Together these two are a superlative chamber music team. Rosen is in perfect command of her instrument. Her playing has a beautiful singing quality and Walters’ piano is sensitive to it. Together their music making flows spontaneously. With such harmonious playing our attention is on the music, not the players. Such a pleasure. Some credit must go to the engineers who perfectly balanced the two instruments.
Back in the days of 78 rpm discs the pieces that took only one or two sides were the backbone of the industry.
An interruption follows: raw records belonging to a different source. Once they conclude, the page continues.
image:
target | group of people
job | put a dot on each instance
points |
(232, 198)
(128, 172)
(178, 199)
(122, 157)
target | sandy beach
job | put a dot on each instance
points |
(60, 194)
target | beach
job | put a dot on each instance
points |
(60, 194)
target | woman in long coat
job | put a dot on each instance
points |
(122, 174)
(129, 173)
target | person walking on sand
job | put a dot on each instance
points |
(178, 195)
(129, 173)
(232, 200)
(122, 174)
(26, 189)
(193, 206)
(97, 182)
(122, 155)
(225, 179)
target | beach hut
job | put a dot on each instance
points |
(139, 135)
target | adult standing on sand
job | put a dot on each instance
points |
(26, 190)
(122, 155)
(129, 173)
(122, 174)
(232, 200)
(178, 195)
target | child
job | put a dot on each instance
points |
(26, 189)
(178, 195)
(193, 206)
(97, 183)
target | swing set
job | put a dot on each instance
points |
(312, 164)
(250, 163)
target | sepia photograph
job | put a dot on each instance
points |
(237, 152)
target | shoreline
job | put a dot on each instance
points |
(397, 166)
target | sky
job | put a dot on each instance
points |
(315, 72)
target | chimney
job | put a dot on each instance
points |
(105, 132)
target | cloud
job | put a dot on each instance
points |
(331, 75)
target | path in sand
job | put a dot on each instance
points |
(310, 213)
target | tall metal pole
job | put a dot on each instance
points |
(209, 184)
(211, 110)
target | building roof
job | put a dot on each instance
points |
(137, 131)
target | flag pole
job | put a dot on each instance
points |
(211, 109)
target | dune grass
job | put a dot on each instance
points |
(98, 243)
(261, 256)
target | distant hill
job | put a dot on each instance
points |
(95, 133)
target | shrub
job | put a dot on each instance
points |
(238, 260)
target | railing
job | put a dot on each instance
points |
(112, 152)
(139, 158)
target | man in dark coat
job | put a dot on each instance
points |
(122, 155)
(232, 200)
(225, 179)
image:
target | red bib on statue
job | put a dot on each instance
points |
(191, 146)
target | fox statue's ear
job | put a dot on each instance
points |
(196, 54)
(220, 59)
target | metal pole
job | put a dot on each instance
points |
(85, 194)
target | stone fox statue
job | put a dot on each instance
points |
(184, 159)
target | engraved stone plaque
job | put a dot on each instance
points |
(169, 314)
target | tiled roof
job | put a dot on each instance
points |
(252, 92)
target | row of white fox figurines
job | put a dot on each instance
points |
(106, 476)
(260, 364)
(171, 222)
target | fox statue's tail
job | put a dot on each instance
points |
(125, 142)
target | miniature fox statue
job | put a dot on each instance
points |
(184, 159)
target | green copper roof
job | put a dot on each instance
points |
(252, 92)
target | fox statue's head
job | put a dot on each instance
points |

Recordings in the classical field of an overture, a waltz, an intermezzo, etc. were all safe bets to release just about anywhere. In Europe, Electrola was the company and their recordings were issued worldwide on HMV and their affiliates. In April 1935 Electrola made their first studio recording with the Saxon State Orchestra (Staatskapelle Dresden) conducted by their recently appointed (in 1933), 38-year-old conductor, Karl Böhm. Those two recordings of ballet music from Undine and the Clog Dance from Zar und Zimmermann, in remarkably fine sound, are included in a 2CD set of recordings from 1935 and 1938-39 of Overtures and Entertaining Concert Pieces (Profil PH18035 naxosdirect.com) all recorded in the Semperoper in Dresden. There are 24 tracks including overtures to Die Fledermaus; The Marriage of Figaro; The Abduction from the Seraglio; Leonore 3; Egmont; Der Freischütz; Aida (prelude); Oberon; Donna Diana and The Bartered Bride. Other pieces include the Interlude Music from A Thousand and One Nights; Eine Kleine Nachtmusik; two Hungarian Dances by Brahms; the Rákóczy March; the Emperor Waltz and other lollipops including a truncated version of Capriccio Italien. Dazzling would be the right word to rate the sound on these transfers. Not one quibble about the performances.